(Fort Worth Star-Telegram) — The murder arrest warrant for a white officer who shot and killed a black woman on Saturday says that the victim was holding a gun after she heard noises outside her window.
A witness, the woman’s 8-year-old nephew, told a police investigator that after Atatiana Jefferson heard noises outside her window and thought there might be a prowler outside, she reached into her purse, grabbed a handgun and pointed it toward the window, the warrant said.
That’s when Fort Worth police officer Aaron Dean shot Jefferson through the window and she fell to the ground, the warrant said.
Officers called for emergency medical help who pronounced Jefferson dead when they arrived, according to the warrant. Officers administered first aid but were unsuccessful, the warrant said.
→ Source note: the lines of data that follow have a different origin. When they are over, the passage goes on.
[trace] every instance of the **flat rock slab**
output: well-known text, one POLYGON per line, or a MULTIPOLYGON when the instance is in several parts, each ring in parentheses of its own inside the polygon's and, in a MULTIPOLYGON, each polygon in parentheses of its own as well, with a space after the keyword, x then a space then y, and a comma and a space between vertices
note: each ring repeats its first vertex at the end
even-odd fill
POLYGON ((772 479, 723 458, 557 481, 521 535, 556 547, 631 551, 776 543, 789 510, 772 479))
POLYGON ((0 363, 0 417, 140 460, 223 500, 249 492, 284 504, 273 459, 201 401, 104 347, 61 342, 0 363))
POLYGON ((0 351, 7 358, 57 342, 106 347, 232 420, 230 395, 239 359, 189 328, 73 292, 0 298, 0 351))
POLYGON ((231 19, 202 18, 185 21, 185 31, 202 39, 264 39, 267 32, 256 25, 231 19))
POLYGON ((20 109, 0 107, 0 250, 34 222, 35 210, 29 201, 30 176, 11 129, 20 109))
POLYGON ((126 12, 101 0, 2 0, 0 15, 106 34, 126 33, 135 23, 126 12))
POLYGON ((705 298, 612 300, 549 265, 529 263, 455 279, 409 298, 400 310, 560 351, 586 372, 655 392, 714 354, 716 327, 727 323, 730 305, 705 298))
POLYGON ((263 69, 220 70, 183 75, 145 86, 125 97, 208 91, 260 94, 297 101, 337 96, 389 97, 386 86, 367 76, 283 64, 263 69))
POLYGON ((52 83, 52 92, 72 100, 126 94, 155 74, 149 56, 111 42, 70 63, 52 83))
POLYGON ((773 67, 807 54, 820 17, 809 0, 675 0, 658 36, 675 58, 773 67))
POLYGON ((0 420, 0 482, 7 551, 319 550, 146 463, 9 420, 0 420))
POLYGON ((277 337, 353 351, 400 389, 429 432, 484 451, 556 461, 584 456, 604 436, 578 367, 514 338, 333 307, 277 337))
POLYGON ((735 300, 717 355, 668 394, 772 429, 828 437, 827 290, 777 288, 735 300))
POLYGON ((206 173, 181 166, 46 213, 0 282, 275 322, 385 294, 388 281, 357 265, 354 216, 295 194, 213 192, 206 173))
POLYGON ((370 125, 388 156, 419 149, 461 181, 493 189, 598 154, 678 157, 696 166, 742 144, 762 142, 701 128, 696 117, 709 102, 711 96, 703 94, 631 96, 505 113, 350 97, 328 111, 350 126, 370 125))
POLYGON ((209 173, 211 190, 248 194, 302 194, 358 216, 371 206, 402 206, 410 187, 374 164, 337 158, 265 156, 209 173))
Officer L. Darch said that she and Dean were in the backyard standing near a window when Dean shot Jefferson. Darch said she could only see Jefferson’s face at that time, the warrant said. According to the warrant, the officers never announced their presence.
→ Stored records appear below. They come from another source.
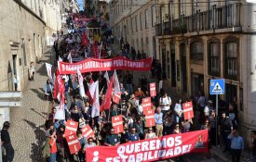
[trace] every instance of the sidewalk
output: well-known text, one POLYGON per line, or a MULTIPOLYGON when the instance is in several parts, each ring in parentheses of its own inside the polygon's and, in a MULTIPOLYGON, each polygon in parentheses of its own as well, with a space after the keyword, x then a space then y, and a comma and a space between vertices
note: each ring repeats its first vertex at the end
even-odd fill
POLYGON ((30 81, 22 92, 22 106, 11 108, 9 133, 15 150, 14 162, 43 161, 44 124, 48 112, 48 102, 44 100, 47 79, 45 63, 50 62, 50 50, 47 49, 35 66, 34 81, 30 81))

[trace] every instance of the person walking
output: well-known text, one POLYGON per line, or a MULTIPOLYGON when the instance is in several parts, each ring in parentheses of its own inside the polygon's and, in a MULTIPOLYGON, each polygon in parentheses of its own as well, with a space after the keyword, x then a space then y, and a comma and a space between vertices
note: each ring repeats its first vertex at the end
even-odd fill
POLYGON ((14 149, 11 145, 10 136, 8 132, 9 127, 9 121, 5 121, 3 124, 3 129, 1 131, 1 141, 3 147, 6 149, 7 162, 11 162, 14 157, 14 149))
POLYGON ((256 162, 256 131, 252 131, 252 138, 253 141, 249 145, 249 148, 251 148, 252 152, 252 162, 256 162))
POLYGON ((30 69, 29 69, 30 81, 34 81, 34 72, 35 72, 35 69, 34 69, 34 62, 31 62, 31 63, 30 63, 30 69))
POLYGON ((18 82, 19 82, 19 80, 17 79, 17 75, 14 74, 14 77, 13 77, 14 91, 18 90, 18 82))
POLYGON ((241 153, 244 150, 244 139, 238 135, 238 131, 236 130, 233 130, 233 131, 228 135, 228 139, 231 140, 231 156, 232 162, 239 162, 241 153))
POLYGON ((157 137, 163 136, 163 113, 161 112, 161 108, 157 107, 156 113, 155 114, 155 134, 157 137))

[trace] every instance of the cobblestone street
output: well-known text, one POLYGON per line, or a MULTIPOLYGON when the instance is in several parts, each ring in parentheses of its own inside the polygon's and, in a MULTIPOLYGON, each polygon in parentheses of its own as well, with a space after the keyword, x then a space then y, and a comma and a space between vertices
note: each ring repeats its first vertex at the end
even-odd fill
POLYGON ((48 110, 43 87, 47 78, 45 63, 49 61, 50 48, 35 67, 34 81, 29 82, 22 92, 22 106, 11 109, 9 132, 15 150, 14 162, 43 161, 44 123, 48 110))

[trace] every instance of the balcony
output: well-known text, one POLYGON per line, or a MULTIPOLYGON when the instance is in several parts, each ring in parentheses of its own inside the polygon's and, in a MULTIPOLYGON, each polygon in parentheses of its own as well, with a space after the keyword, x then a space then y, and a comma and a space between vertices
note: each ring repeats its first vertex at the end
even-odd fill
POLYGON ((205 12, 156 24, 157 36, 240 27, 241 4, 213 6, 205 12))

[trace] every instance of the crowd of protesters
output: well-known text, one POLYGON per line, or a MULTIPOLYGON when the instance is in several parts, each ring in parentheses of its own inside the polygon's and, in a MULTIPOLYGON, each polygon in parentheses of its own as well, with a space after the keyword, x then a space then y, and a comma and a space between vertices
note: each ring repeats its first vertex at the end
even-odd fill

Fort Worth Mayor Betsy Price said on Monday that the gun was irrelevant to the investigation. In Texas, homeowners have a right to be armed on their own property, Price said.
The two officers responding to a neighbor’s call about open doors at the home said they saw the front doors open, but the storm doors were closed. The family’s vehicles were in the driveway.
The arrest on Monday of one of their own was met by officers in Fort Worth with thanks, according to Interim Police Chief Ed Kraus.
Kraus likened the day-to-day work police officers do every day to building an ant hill, and characterized the shooting of a woman inside her home during a welfare check as though someone had come and washed all that work away.
“You have to start all over,” Kraus said Tuesday.
Aaron York Dean, 34, of Arlington, resigned from the Fort Worth Police Department on Monday morning.
Dean was arrested at about 6 p.m. Monday, police said at a news conference Monday night. He was booked in the Tarrant County Jail and released on bail later Monday night, according to records.
Patrol officers determined how to respond to the open door call they received from dispatch on Saturday, according to Kraus. If the officers perceived that the call was one of a more criminal nature, they would respond one way, Kraus said. However, if the officers approaching thought the open door on Allen Avenue was simply an oversight, they would respond a different way.
Kraus left the stage after speaking about five minutes Tuesday morning, seemingly overcome with emotion during the press conference.
At a press conference Monday afternoon, Kraus identified Dean — who had served about 18 months with the department — as the officer who shot Jefferson. Kraus said he was going to fire Dean had he not resigned Monday morning.
The FBI has been briefed to investigate possible civil rights violations, he said.
Kraus said his intention was to fire the officer for violating policies, including the use-of-force policy.
Kraus said Dean has not cooperated with the investigation and has not answered questions from investigators.
Dean resigned in a one-sentence letter, according to the Associated Press. The letter said: “Effective immediately I am tendering my resignation from the Fort Worth Police Department.” The letter was released by the state’s largest police union, the Combined Law Enforcement Associations of Texas.
The group’s executive director, Charley Wilkison, said an attorney will be provided for Dean with financial support from the union.